Entre os principais benefícios estão:
- redução do estresse;
- prevenção da síndrome de burnout;
- melhora da concentração;
- aumento da criatividade;
- maior produtividade após o retorno;
- redução dos afastamentos por problemas de saúde.
Do ponto de vista das empresas, incentivar o uso adequado das férias também contribui para melhorar o clima organizacional e reduzir custos relacionados ao adoecimento dos colaboradores.
Mesmo sem usar todos os dias, brasileiros fazem férias longas
Apesar da tendência de vender parte das férias ou dividir o período, os brasileiros continuam figurando entre os trabalhadores que mais realizam descansos consecutivos.
Segundo a pesquisa, 62% dos profissionais fazem pelo menos um período de 11 dias seguidos de férias durante o ano.
O percentual supera países frequentemente associados ao equilíbrio entre vida pessoal e profissional, como:
- Suécia (55%);
- Dinamarca (51%).
Esse dado indica que, mesmo com o fracionamento permitido pela legislação, muitos trabalhadores ainda priorizam um período significativo de descanso contínuo.
Empresas também precisam cumprir obrigações legais
O direito às férias não depende apenas da vontade do empregado.
A legislação estabelece responsabilidades para o empregador, que deve conceder o descanso dentro do chamado período concessivo.
Além disso, o pagamento da remuneração das férias, acrescida do adicional constitucional de um terço, deve ocorrer antes do início do afastamento.
O descumprimento dessas regras pode gerar ações trabalhistas, multas e outras consequências previstas na legislação.
Por isso, especialistas recomendam que empresas mantenham planejamento antecipado das escalas de férias, evitando conflitos operacionais e riscos jurídicos.
O que considerar antes de vender parte das férias

Optar pelo abono pecuniário pode representar um reforço importante no orçamento familiar.
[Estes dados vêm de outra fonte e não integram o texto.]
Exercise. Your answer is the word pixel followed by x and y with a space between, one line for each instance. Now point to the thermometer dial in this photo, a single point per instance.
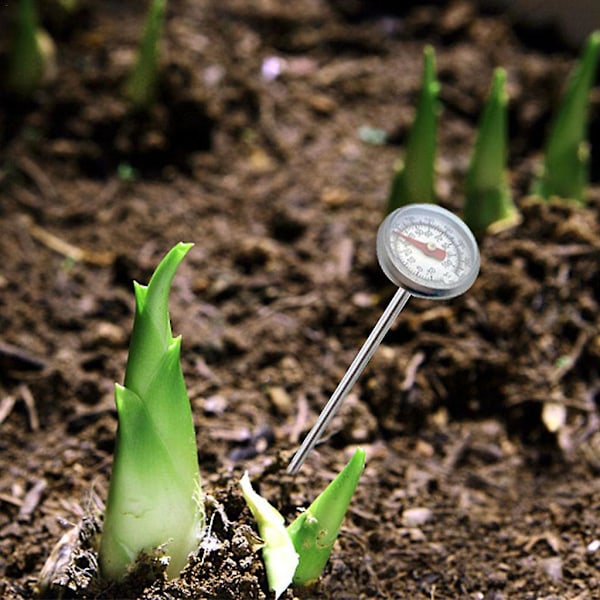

Entretanto, essa decisão também reduz o período disponível para descanso.
Antes de abrir mão de parte das férias, especialistas recomendam avaliar fatores como:
- estado de saúde física e emocional;
- nível de estresse acumulado;
- situação financeira da família;
- necessidade de recuperação após longos períodos de trabalho.
Em muitos casos, o ganho financeiro imediato pode não compensar os benefícios proporcionados por um período maior de descanso.